I’ve seen him come home, casually explain what happened, and go to sleep leaving me to sit there with the knowledge that my baby brother, the one I remember holding in my arms yesterday, wants no thanks for the lives he saves. I have been in the car next to him, watched him pull over, jump out, and approach an accident only to start treating a perfect stranger until the EMTs on call could get there. I’ve held him close with my cheek on his head as he wept for a friend whose life slipped away under his hands. How do you tell an EMT ‘you tried your best?’ There are no words and in the end I can only offer silence and my shoulder because I don’t know what else to do. I have held his big hands in my own and wondered at the thought of how these rough hands could be so gentle, these same hands that have brought life into this world and have been the last thing for others to cling to safe in the knowledge that they don’t go into the dark alone.
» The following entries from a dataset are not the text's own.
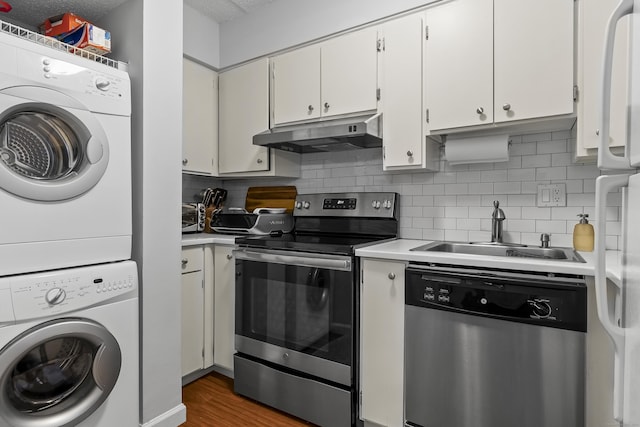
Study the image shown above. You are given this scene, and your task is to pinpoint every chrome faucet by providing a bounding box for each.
[491,200,506,243]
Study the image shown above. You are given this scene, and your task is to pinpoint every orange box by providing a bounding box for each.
[41,13,90,38]
[60,23,111,55]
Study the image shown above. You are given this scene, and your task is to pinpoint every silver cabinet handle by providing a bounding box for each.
[257,158,263,164]
[324,102,330,109]
[182,159,188,165]
[407,150,413,157]
[308,105,314,112]
[388,272,396,280]
[596,129,600,136]
[226,254,233,260]
[234,249,352,272]
[502,103,511,111]
[181,258,188,266]
[476,107,484,114]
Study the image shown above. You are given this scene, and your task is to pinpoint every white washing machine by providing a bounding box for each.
[0,30,132,276]
[0,260,138,427]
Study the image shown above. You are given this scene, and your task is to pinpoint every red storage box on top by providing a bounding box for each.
[41,13,88,38]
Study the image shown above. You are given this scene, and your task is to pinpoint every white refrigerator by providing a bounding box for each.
[595,0,640,425]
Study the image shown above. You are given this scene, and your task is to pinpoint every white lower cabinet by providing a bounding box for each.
[360,258,406,426]
[213,245,236,371]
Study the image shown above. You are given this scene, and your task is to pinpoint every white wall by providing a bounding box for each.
[100,1,185,426]
[219,0,437,67]
[184,4,220,68]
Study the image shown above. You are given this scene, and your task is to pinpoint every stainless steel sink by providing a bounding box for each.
[410,241,586,263]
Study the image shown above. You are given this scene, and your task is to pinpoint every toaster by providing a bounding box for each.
[182,203,205,233]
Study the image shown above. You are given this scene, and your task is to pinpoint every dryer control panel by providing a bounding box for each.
[0,261,138,323]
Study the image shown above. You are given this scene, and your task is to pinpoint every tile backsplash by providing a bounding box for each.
[185,130,625,250]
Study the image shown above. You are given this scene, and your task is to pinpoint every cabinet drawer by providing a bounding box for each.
[181,247,203,273]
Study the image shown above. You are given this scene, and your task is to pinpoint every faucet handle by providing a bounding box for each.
[492,200,506,220]
[540,233,550,248]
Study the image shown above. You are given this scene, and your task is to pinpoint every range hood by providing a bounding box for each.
[253,113,382,153]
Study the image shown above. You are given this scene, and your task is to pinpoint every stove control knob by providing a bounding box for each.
[303,201,310,209]
[372,200,381,209]
[46,288,67,305]
[383,200,392,209]
[295,201,302,209]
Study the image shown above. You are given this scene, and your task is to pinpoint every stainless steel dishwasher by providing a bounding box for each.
[404,263,587,427]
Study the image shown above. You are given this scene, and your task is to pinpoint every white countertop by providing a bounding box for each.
[356,239,623,283]
[181,233,239,247]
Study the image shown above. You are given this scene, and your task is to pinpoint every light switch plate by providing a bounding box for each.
[537,183,566,207]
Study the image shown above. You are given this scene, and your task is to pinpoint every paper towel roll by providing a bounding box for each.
[445,134,510,165]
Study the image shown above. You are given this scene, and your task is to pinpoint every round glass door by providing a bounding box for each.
[0,87,110,202]
[0,319,122,427]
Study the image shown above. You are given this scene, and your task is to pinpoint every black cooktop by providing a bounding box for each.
[235,233,391,256]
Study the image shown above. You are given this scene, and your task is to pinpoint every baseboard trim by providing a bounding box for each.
[140,404,186,427]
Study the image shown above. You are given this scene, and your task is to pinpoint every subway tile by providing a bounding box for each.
[552,152,573,167]
[507,168,536,181]
[456,171,482,183]
[481,170,508,182]
[391,174,414,184]
[510,142,537,156]
[522,207,551,220]
[423,207,446,218]
[502,231,521,243]
[537,140,567,154]
[356,175,374,186]
[445,183,470,195]
[401,206,423,217]
[423,184,445,195]
[507,156,523,169]
[445,207,470,218]
[536,167,567,181]
[445,229,469,242]
[502,206,522,219]
[535,220,567,234]
[522,154,551,168]
[507,194,537,206]
[523,132,552,143]
[434,217,457,229]
[413,217,434,229]
[423,229,445,240]
[434,172,457,184]
[401,184,424,195]
[457,195,482,206]
[434,195,458,207]
[469,230,491,242]
[469,183,494,194]
[457,218,481,230]
[521,181,541,194]
[494,182,522,194]
[567,193,595,207]
[565,180,584,194]
[413,196,435,207]
[412,173,435,184]
[567,164,601,179]
[505,219,536,232]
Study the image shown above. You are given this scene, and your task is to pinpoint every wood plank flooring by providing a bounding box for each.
[181,371,316,426]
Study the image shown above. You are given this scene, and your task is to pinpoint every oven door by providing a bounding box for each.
[234,248,354,386]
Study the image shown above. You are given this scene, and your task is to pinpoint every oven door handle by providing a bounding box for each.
[234,249,352,272]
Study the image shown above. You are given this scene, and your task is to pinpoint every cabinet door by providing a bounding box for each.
[219,58,270,173]
[272,45,321,125]
[577,0,629,154]
[360,259,405,426]
[321,27,378,118]
[182,58,217,175]
[214,245,235,371]
[425,0,493,131]
[181,270,204,377]
[381,13,425,169]
[494,0,574,123]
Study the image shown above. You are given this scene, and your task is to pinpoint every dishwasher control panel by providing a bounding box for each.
[406,265,587,332]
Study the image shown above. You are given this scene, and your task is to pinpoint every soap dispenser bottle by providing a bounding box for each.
[573,213,594,252]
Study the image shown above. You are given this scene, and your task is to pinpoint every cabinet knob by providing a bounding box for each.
[406,150,413,157]
[181,258,188,266]
[324,102,330,109]
[476,107,484,114]
[502,103,511,111]
[308,105,314,112]
[596,129,600,136]
[257,158,263,164]
[182,158,188,165]
[226,254,233,260]
[388,272,396,280]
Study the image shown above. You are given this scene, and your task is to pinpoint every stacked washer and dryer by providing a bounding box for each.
[0,25,138,427]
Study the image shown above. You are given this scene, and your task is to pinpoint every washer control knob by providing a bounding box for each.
[303,201,310,209]
[95,78,111,91]
[42,58,51,66]
[46,288,67,305]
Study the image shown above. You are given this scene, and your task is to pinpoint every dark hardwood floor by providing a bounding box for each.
[181,371,316,426]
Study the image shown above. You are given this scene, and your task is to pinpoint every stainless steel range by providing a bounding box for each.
[233,192,399,427]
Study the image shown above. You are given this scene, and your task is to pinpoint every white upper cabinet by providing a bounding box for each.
[493,0,574,124]
[425,0,493,131]
[182,58,218,175]
[321,27,379,118]
[576,0,629,159]
[219,58,300,177]
[381,12,439,171]
[219,58,270,174]
[425,0,574,133]
[271,27,378,126]
[272,45,321,125]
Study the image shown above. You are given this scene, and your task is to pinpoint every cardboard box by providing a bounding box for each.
[41,13,88,38]
[59,23,111,55]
I know he loves this job, he was meant to be the first one in the building, the calm in the midst of another persons worst day, a pillar of strength when everything else around him is threatening to crumble. Just like these brave men and women who have been lost to us, they passed loving their job. They heard the call and answered.
I always want to ask my brother why? Why do you put yourself in danger for other people you don’t know, why cant you just be safe? Why do I have to worry about you? Then I see the look in his eyes and realize its because this is who he is. He hears the calling and devotes his life and every fiber in his body to answering.